Eben Louw: Sie wurden auf offener Straße angegriffen, geschlagen, von erkennbaren, aber auch von nicht erkennbaren Nazis. Sie wurden rassistisch beschimpft, auf U-Bahn-Schienen geworfen, in ihren Geschäften überfallen. Es kommen auch Menschen, die Drohbriefe aus der Nachbarschaft bekommen, sie sollten wegziehen, oder denen regelmäßig Zettel mit rassistischen Beschimpfungen an die Türen geklebt werden. Oder Menschen, die an ihrem Arbeitsplatz, in Behörden, beim Jobcenter rassistisch gemobbt oder beleidigt wurden. Auch Menschen, die nicht körperlich angegriffen wurden, entwickeln Angstsymptome.
Gibt es Menschen, die besonders oft Opfer rechter Gewalt werden?

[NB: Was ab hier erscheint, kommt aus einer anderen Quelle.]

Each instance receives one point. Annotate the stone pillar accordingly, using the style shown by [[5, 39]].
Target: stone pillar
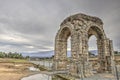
[[108, 54], [60, 60], [74, 52], [101, 57]]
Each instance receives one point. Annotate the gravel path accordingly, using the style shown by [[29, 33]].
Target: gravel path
[[37, 77]]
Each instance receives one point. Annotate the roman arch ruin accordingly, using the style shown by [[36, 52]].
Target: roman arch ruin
[[80, 28]]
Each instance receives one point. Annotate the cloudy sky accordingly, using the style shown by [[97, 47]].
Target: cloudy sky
[[31, 25]]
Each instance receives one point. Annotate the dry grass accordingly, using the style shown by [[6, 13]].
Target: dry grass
[[12, 69]]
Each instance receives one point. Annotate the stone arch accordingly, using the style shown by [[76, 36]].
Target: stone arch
[[80, 27]]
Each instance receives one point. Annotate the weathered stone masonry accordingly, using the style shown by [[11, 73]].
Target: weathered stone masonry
[[80, 28]]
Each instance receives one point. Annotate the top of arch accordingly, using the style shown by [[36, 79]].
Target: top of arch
[[81, 16]]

Vor allem schwarze Männer. Nicht nur das Ausmaß, auch die Intensität rassistischer Gewalt, mit der sie konfrontiert sind, ist besonders hoch. Auslöser rassistischer Gewalt ist eben in ganz besonderem Maße die Hautfarbe. Aber wir betreuen nicht nur Afrodeutsche, sondern auch türkeistämmige Deutsche der zweiten und dritten Generation, weiße jüdische Menschen, die teils Einwanderer sind, teils deutsche Wurzeln haben, neu eingewanderte Menschen, Flüchtlinge, auch alternative deutschstämmige Jugendliche. Entscheidend ist die Motivation der Täter, nicht das Profil des Opfers.
Vor einer Woche wurde ein aus Kenia stammender Berliner an seinem Arbeitsplatz, der Diskothek Q-Dorf, von Schlägern schwer verletzt. Das Opfer spricht von einer rassistischen Tat, die Polizei brauchte etwas, um das auch so zu sehen. Ein typischer Fall?
Dass die Opfer sich nicht ernst genommen fühlen, wenn sie ein rassistisches Motiv vermuten, kommt sehr oft vor.
Warum?
Bei den Ermittlungen muss die Polizei verschiedene Fragen in unterschiedliche Richtungen stellen. Wenn aber ein Betroffener als Erstes danach gefragt wird, ob er Schulden hat, wird damit eine Mitschuld angedeutet, die Unterstellung, dass die Tat aus anderen als rassistischen Motiven stattgefunden hat. Für die Opfer ist das sehr verwirrend.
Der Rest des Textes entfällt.